Sweet Lou Johnson Comes Home

It was the most famous (and infamous) fight in Major League Baseball history.  Many of the causes are lost in the murky mists of memory that linger still between the Los Angeles Dodgers and the San Francisco Giants.  But, on August 22, 1965, the Giants ace pitcher Juan Marichal took a baseball bat to the head the Dodgers catcher, John Roseboro.

A bare few weeks after being called up to the majors to replace Tommie Davis who had fractured his leg, Sweet Lou Johnson, playing left field that day, saw his catcher bleeding from the head and, in his own words, he went crazy.

Sweet Lou Johnson’s road to the Major Leagues had been a hard one.  He had played in the old Negro Leagues, bounced around the minors for a decade, and was at the end of his tether by the close of the 1964 season.  At the start of the 1965 season, Sweet Lou decided this would be his final shot.  If he didn’t make it to the Majors this season, he would give up, move back to Lexington, Kentucky, and find another career.

Sweet Lou always believed he had the talent to be a starting Major League player.  But, he had never had the opportunity to get to the Majors and stick.  He was pretty sure he knew at least one reason why he had not.

Belying his name, Sweet Lou Johnson may have been baseball’s original angry young man.  Sweet Lou discussed that anger and many other subjects this summer as part of the USC Annenberg Institute of Sports, Media and Society’s oral histories project.  You can find information about the African-American Experience of Major League Baseball project on the following link.

AISMS African-American Experience in Major League Baseball Research Project

Sweet Lou felt the indignities of open racism and taunting throughout his career.  Lou freely expressed his rage.

During that first summer in the Major Leagues, Sweet Lou was asked by a reporter why “you black guys” hit the baseball so aggressively.  Sweet Lou responded as if the answer were obvious, “Because the ball’s white.  We like to think we’re beating hell out of a white guy.”

The reporter walked away and didn’t come back.  For a decade, so had Major League Baseball.  Sweet Lou was a man with a reputation.

Sweet Lou’s anger hurt him in other ways.  The legendary Buck O’Neil, who coached Lou on the Kansas City Monarchs during Lou’s time in the Negro Leagues, told Lou that his anger got in the way of his play.  Buck taught Sweet Lou how to focus his anger, how to use it to become a more efficient and effective baseball player.

With the death of the Negro Leagues, Sweet Lou moved on to the other league, floating from the Chicago Cubs to the Los Angeles Angels to the Milwaukee Brewers to the Los Angeles Dodgers, never really finding a home in the Major Leagues.

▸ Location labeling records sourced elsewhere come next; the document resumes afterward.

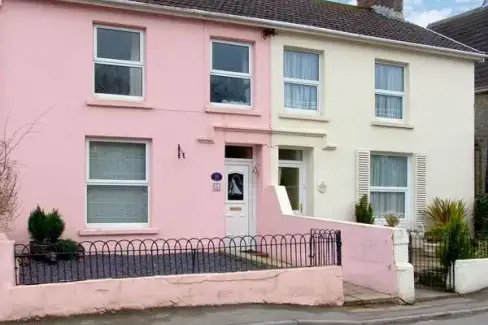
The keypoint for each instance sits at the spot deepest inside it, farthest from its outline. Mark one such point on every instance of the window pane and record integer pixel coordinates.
(290, 154)
(300, 96)
(389, 171)
(290, 179)
(300, 65)
(235, 187)
(230, 90)
(120, 161)
(118, 80)
(389, 107)
(118, 45)
(389, 77)
(230, 57)
(117, 204)
(383, 202)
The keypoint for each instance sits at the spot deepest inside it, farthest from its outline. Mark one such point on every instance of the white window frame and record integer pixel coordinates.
(125, 63)
(301, 165)
(117, 182)
(391, 93)
(393, 189)
(304, 82)
(240, 75)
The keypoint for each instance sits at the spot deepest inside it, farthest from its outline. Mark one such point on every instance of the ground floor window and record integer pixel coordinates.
(117, 184)
(389, 185)
(292, 175)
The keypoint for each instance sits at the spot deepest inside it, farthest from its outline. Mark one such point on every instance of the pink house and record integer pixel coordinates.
(134, 113)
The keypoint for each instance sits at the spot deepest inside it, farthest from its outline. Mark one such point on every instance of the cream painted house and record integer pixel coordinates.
(349, 118)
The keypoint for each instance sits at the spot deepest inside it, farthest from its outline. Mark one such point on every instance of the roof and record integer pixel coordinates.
(322, 14)
(470, 28)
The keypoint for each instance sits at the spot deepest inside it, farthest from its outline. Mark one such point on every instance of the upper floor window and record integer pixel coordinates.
(389, 91)
(230, 80)
(389, 184)
(119, 62)
(301, 72)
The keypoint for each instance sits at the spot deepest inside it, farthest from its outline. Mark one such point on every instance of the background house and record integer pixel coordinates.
(355, 116)
(471, 28)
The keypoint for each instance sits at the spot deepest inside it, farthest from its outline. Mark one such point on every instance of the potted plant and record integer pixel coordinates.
(391, 219)
(36, 226)
(364, 211)
(45, 231)
(432, 238)
(440, 213)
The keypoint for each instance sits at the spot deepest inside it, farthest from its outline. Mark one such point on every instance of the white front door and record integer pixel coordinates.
(238, 198)
(293, 177)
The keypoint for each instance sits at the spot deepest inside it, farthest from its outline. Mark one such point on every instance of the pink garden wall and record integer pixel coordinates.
(368, 257)
(50, 77)
(303, 286)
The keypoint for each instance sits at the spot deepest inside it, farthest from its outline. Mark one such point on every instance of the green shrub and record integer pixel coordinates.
(457, 243)
(364, 211)
(440, 211)
(54, 225)
(36, 225)
(392, 220)
(66, 249)
(481, 214)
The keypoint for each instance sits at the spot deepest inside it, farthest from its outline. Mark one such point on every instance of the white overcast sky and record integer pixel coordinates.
(423, 12)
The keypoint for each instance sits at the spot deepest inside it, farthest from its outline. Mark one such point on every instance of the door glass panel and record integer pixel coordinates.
(235, 187)
(290, 154)
(290, 179)
(238, 152)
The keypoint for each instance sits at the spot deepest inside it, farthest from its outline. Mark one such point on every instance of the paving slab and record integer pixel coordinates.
(358, 295)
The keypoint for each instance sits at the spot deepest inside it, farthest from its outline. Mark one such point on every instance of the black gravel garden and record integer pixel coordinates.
(49, 259)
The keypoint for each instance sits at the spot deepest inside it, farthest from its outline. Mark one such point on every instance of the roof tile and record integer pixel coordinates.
(470, 28)
(323, 14)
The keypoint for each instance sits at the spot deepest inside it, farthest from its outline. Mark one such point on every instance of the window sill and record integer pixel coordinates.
(295, 116)
(114, 232)
(392, 125)
(231, 110)
(117, 104)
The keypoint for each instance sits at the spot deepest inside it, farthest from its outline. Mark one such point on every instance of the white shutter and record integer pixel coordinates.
(420, 188)
(362, 173)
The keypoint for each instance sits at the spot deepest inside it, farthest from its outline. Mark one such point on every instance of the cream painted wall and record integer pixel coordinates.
(439, 107)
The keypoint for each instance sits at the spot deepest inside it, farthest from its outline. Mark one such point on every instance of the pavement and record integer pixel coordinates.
(437, 312)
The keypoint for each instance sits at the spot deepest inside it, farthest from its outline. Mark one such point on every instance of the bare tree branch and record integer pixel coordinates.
(9, 185)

Then, in one of the most violent explosions of anger ever displayed on a baseball diamond, Sweet Lou saw his catcher bloodied, his pitcher, Sandy Koufax, threatened, baseball bats in the hands of his enemies and he went crazy.  In the next fourteen minutes, Sweet Lou would find the home that had always eluded him.

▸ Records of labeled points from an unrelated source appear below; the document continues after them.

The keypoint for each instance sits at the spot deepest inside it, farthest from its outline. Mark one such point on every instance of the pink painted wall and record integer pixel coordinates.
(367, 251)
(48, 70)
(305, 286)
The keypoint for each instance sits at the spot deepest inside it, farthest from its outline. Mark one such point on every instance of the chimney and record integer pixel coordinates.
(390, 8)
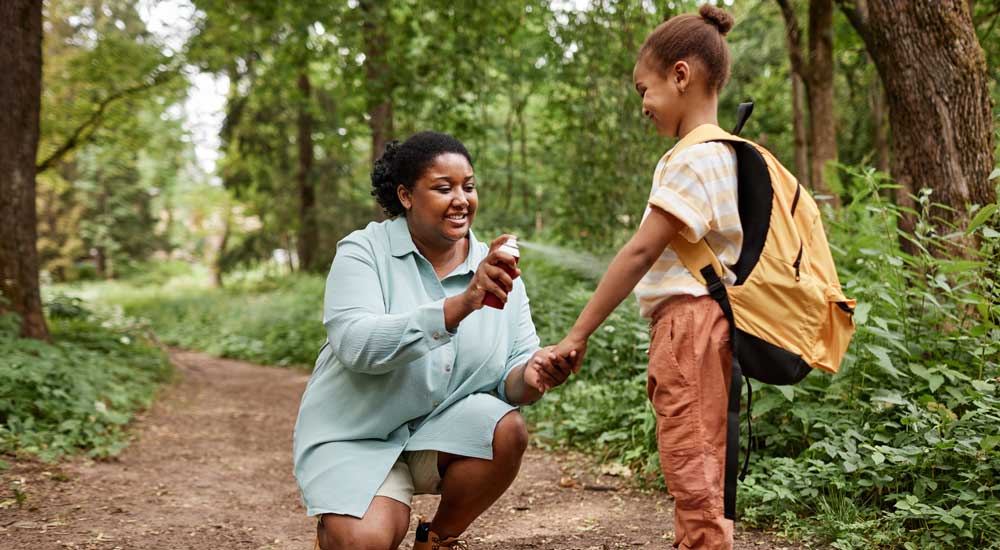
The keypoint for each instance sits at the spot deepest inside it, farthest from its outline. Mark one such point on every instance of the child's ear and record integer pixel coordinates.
(404, 197)
(681, 76)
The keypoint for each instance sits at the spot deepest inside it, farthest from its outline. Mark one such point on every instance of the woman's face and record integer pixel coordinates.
(442, 203)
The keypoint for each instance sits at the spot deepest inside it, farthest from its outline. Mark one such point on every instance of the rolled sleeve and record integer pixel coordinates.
(679, 189)
(525, 343)
(362, 335)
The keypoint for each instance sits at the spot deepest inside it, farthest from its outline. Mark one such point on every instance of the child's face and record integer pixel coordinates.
(662, 100)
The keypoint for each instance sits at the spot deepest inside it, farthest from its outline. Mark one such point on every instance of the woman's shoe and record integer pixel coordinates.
(429, 540)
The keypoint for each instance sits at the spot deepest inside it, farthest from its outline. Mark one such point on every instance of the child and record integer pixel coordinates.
(681, 69)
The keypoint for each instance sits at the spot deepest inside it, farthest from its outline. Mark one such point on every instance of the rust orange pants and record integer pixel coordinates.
(690, 366)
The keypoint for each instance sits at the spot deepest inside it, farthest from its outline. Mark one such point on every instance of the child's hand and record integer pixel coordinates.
(572, 349)
(546, 370)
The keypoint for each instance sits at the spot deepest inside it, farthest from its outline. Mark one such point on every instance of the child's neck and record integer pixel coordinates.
(704, 112)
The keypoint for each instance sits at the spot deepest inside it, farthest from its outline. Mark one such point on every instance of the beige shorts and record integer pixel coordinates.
(415, 473)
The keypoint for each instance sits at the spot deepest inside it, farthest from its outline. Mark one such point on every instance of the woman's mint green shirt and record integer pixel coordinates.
(390, 376)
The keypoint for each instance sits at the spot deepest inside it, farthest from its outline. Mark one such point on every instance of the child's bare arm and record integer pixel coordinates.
(629, 265)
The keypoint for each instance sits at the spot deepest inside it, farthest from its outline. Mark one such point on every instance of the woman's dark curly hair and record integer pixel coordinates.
(403, 164)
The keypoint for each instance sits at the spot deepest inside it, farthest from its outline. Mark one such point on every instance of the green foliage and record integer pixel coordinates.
(79, 393)
(267, 320)
(897, 450)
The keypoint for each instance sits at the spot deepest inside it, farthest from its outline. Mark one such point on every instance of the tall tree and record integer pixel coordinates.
(20, 102)
(816, 72)
(308, 234)
(378, 78)
(937, 84)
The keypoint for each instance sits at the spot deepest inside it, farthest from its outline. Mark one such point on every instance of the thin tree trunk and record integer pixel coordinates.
(799, 128)
(880, 129)
(20, 102)
(227, 222)
(822, 115)
(378, 79)
(308, 235)
(940, 110)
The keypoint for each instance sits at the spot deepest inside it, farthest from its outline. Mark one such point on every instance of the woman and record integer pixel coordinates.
(416, 387)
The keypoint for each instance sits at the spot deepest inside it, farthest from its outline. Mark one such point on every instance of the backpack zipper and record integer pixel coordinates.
(798, 261)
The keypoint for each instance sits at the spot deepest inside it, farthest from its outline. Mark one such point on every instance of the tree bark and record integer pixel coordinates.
(880, 130)
(940, 110)
(308, 234)
(816, 73)
(799, 128)
(378, 79)
(227, 223)
(20, 103)
(822, 115)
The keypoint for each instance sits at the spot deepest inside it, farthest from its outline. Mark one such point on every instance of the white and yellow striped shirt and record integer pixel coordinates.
(698, 186)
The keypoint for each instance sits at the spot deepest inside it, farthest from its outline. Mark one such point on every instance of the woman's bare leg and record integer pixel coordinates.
(383, 527)
(471, 485)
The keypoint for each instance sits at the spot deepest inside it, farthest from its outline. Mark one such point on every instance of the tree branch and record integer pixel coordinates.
(83, 132)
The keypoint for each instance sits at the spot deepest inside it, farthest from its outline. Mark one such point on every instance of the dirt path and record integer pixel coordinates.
(210, 468)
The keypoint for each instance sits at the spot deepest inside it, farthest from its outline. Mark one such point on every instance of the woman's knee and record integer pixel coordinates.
(511, 435)
(345, 535)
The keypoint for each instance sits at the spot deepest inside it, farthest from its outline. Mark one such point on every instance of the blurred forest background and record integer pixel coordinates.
(180, 171)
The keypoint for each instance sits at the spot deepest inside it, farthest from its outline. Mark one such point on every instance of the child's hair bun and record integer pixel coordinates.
(718, 17)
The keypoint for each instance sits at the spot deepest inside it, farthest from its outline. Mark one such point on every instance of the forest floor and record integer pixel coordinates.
(210, 467)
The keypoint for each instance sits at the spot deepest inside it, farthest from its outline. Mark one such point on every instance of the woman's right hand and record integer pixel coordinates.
(493, 276)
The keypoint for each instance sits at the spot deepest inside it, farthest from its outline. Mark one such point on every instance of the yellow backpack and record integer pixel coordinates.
(787, 313)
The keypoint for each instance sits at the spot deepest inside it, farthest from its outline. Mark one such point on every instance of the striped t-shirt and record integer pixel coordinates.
(698, 186)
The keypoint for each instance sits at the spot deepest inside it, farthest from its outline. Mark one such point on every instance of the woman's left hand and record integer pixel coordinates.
(546, 369)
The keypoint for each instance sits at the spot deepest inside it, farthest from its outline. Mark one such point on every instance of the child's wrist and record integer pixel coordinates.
(578, 335)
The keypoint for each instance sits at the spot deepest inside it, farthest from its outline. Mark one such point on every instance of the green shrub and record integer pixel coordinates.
(78, 393)
(900, 449)
(272, 320)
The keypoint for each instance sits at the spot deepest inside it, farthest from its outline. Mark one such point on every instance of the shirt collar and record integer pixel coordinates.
(401, 244)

Running like a mad man, Lou Johnson raced in from left field, looking to punch, kick, in some way beat down anything he found in the orange and black of the hated Giants.  He dove into the fray.  But, just as he started to flail away, he found his feet coming off the ground and his blows and kicks flying harmlessly in the afternoon sun.  The Giants great first baseman, Willie McCovey, had picked up Lou from behind and was holding him in the air.

Sweet Lou would not be able to pour out his years of anger and frustration on the bodies of San Francisco Giants that day.  But, he would get some measure of revenge on the entire baseball world that October when he would hit the game-winning home run of the seventh and final game of the 1965 World Series.

Sweet Lou Johnson sat at the top of the baseball world that fall.  He was a World Series hero.  On the largest stage in his sport, he had shone as few players before or since would ever shine.

One month after the World Series, Sweet Lou would return to his parent’s home in Lexington for a parade that was to be thrown in his honor.  As Sweet Lou sat in a car staring out at all the faces, black and white, that cheered him through the streets of his hometown, one thought crept into the back of his mind. 

“When I was a kid, I would never have been allowed to sit on the curb of this street.  You’d have beaten the hell out of me just for trying.”

The next spring, Sweet Lou Johnson would return home to the Los Angeles Dodgers.  Dodgers Stadium remains Lou’s home, to this day.  He works with the Dodgers’ community relations program at the ripe young age of 79.

In a sport that barred African-American’s for over half its history and still cannot find the words to truly invite the African-American community into its game, in a city known more for its movie stars than sports stars, an angry young black man from Kentucky found his home.